Modern construction blocks sound much less than older buildings do. Most interior walls today have Sound Transmission Class ratings of about 30, a level at which loud speech can be heard through a wall. Gypsum board, the wallboard of choice since World War II, absorbs much less sound than the inch-thick plaster walls used in pre-war buildings. Old-fashioned cast iron pipes were denser, and so quieter, than today’s plastic pipes.

Carpet, for its many flaws, does a lot to muffle our homes’ noise. Hardwood floors, for their many virtues, are big drumheads that send sound reverberating through a house. Bare walls (especially if they’re plaster) and plain wood furniture do the same. You can minimize this by making sure that at least 25 percent of every room contains some absorbent material such as drapes, Venetian blinds, fabric wall hangings or large canvas paintings, or carpet. Book-filled bookcases and deep, squashy upholstered furniture—the softer and larger, the better—will also help stop sound from bouncing around the room.

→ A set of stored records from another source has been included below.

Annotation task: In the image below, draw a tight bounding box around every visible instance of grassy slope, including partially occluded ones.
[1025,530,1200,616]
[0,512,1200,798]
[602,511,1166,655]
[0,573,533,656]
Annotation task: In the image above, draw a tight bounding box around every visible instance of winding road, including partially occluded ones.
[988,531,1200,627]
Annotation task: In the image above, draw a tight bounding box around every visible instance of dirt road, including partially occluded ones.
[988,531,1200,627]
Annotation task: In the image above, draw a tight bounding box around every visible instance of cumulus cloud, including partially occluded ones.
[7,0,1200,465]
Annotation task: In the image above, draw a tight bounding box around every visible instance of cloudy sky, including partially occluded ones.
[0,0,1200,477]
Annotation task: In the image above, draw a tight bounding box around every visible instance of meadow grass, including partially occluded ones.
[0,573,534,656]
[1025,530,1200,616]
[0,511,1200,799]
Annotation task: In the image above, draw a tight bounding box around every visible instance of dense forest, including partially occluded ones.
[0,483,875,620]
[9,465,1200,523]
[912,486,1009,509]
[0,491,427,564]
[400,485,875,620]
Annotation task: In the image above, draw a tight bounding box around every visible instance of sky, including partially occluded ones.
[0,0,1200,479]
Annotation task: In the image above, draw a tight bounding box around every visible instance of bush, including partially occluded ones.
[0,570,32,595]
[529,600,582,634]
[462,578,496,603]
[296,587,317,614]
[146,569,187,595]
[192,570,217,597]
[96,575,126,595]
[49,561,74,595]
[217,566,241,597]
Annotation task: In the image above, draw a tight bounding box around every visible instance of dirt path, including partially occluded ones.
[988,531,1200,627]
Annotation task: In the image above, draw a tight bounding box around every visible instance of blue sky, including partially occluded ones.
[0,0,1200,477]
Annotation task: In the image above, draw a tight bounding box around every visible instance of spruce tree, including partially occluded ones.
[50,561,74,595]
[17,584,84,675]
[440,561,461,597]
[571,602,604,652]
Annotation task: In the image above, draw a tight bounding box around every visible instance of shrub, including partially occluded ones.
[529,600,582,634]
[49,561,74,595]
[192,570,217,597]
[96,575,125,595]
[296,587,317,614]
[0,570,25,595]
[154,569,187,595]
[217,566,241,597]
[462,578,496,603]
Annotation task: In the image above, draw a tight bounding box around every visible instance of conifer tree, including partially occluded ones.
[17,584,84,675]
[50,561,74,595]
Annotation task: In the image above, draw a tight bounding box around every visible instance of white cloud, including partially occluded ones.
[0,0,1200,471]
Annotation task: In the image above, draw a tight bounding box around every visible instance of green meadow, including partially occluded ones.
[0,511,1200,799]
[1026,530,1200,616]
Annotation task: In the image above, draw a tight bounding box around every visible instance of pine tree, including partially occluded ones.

If this sounds a bit Victorian, think about nubby hemp, rustic burlap or raw silk for draperies. Sisal, sea grass and cork can absorb sound underfoot. Burlap-covered homasote, a fiberboard made from recycled newspapers, is a terrific option for walls.

In the bedroom, home office or meditation space, where quiet is not a luxury but a priority, consider a white noise generator. Small enough to fit into your palm, these devices produce gentle rushing sounds that help mask traffic noise and voices. (Pink noise generators are more intrusive, with ocean, rain and waterfall sounds.)

Acoustical perfume probably couldn’t be considered wabi-sabi. But sometimes modern ingenuity is the only answer in a modern world.